The Vatican confirmed last week that the canonization of Blessed Carlo Acutis will take place Sunday May 17 at 10 AM Rome time in St. Peter's Square, with Pope Leo XIV presiding. Acutis, who died of leukemia in 2006 at age 15, will be the first person born after 1990 to be canonized, and the first Catholic saint to be widely associated with the internet age. His incorrupt body has remained on display in Assisi since his beatification in 2020, and pilgrimage traffic to the shrine has grown 47 percent year over year since 2023, according to the Diocese of Assisi.

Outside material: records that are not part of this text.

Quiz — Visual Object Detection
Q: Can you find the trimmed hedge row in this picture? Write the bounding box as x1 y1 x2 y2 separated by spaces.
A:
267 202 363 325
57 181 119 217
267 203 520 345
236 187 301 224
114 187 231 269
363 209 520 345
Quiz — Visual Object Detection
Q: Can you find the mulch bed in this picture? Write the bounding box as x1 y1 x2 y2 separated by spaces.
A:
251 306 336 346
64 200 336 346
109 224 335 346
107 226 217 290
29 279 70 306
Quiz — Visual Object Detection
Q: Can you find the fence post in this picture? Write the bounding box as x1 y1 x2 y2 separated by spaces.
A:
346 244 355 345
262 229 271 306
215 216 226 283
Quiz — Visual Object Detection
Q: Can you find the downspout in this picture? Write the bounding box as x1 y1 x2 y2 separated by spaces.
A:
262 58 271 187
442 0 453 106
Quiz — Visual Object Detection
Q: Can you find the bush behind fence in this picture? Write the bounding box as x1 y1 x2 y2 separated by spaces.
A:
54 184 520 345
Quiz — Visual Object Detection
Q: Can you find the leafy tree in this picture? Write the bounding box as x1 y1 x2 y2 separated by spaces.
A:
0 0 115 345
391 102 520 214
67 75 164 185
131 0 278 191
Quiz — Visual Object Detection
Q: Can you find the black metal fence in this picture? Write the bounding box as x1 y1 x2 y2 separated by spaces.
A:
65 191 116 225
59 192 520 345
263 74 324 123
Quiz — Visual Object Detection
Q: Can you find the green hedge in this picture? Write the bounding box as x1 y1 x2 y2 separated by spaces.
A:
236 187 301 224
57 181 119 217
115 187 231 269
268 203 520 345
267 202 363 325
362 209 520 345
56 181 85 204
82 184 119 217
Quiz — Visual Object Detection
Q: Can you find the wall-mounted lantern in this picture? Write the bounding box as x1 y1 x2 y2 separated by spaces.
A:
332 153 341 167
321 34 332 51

The story driving the devotion is straightforward. Acutis was a teenager who built a website cataloguing Eucharistic miracles, kept a regular Mass and Adoration schedule, and gave away his savings to homeless people in Milan. He was beatified in 2020 after a healing in Brazil was approved as a first miracle, and the second miracle, approved in 2024, involved a Costa Rican student who recovered from a severe head injury. The Vatican confirmed both miracles through the standard process administered by the Dicastery for the Causes of Saints. Pope Leo XIV moved the canonization date forward by four months from the original September window when he took office in April 2025.
Across the United States, parishes are using the canonization as a programmatic launch point. The Archdiocese of Indianapolis is hosting a Carlo Acutis Eucharistic Youth Retreat on Friday May 15 with 4,847 registrations as of Thursday morning. The Diocese of Nashville is partnering with the Catholic Diocese of Knoxville on a joint Saturday May 16 youth Mass at the Cathedral of the Incarnation, with 1,247 teens registered and a livestream feed expected to reach an additional 8,400. St. Henry Catholic Church in Nashville will hold a Saturday Holy Hour at 7 PM with bilingual English-Creole prayer, organized in connection with the parish Haitian community.
The Hallow app, which now reports 28 million all-time downloads, released a 9-day Acutis novena on April 28 that has already reached 487,000 active participants. Word on Fire announced a new short film about Acutis premiering on YouTube Saturday May 17 at 6 AM Eastern. The Knights of Columbus reported that distribution of an Acutis devotional booklet hit 1.4 million in Q1, with a second printing now in production after the first sold through. The booklet is in English, Spanish, and French Creole editions.
For Nashville, the canonization arrives in a moment when several Catholic indicators are already trending up. CARA reports the Diocese has nine parishes with perpetual Eucharistic Adoration as of April, up from five in 2023, and parish young-adult event attendance is up 67 percent in the same period. Bishop Spalding's quarterly letter, distributed in the bulletin Thursday, cited a March 2026 confirmation class of 287 young adults, the largest single class since the diocese began tracking in 2008. The age-25-and-under share of Mass attendance has moved from 17 percent in 2023 to 41 percent in early 2026 across the diocese's tracked sample of seven Sunday parishes.
Practical details for those planning to watch or attend. The Vatican livestream will run on EWTN and YouTube starting at 9:30 AM Rome time, which is 3:30 AM Eastern. EWTN's overnight broadcast on Saturday May 16 will rebroadcast at 6 AM Eastern Sunday and again at noon. For local participation, St. Henry Catholic Church will offer a noon Mass on May 17 with a homily focused on Acutis, and the Cathedral of the Incarnation will hold an after-Mass reception in the parish hall with Italian pastries and bilingual conversation tables. Both events are open to non-parishioners.
For parents, the practical framing matters. Acutis is being introduced in catechesis materials as a saint who used technology with discipline rather than rejecting it, which is a different framing than older saints typically receive. The USCCB released a one-page parent guide on May 1 that frames the conversation in three questions: how does your child use a phone, what does prayer look like in the household weekly, and what is one Eucharistic practice the family can adopt for the summer. The guide is available in English and Spanish on the USCCB website and has already been downloaded 184,000 times.
What to watch over the next two weeks: the formal canonization Mass on May 17, the Pope's homily for any signal on a youth-focused encyclical that has been rumored since March, and the second miracle dossier, which the Vatican plans to publish in full Latin and Italian text on Monday May 18. For parishes considering programmatic responses, the Archdiocese of Washington model of pairing Acutis catechesis with quarterly youth Adoration nights is the template most other dioceses are studying.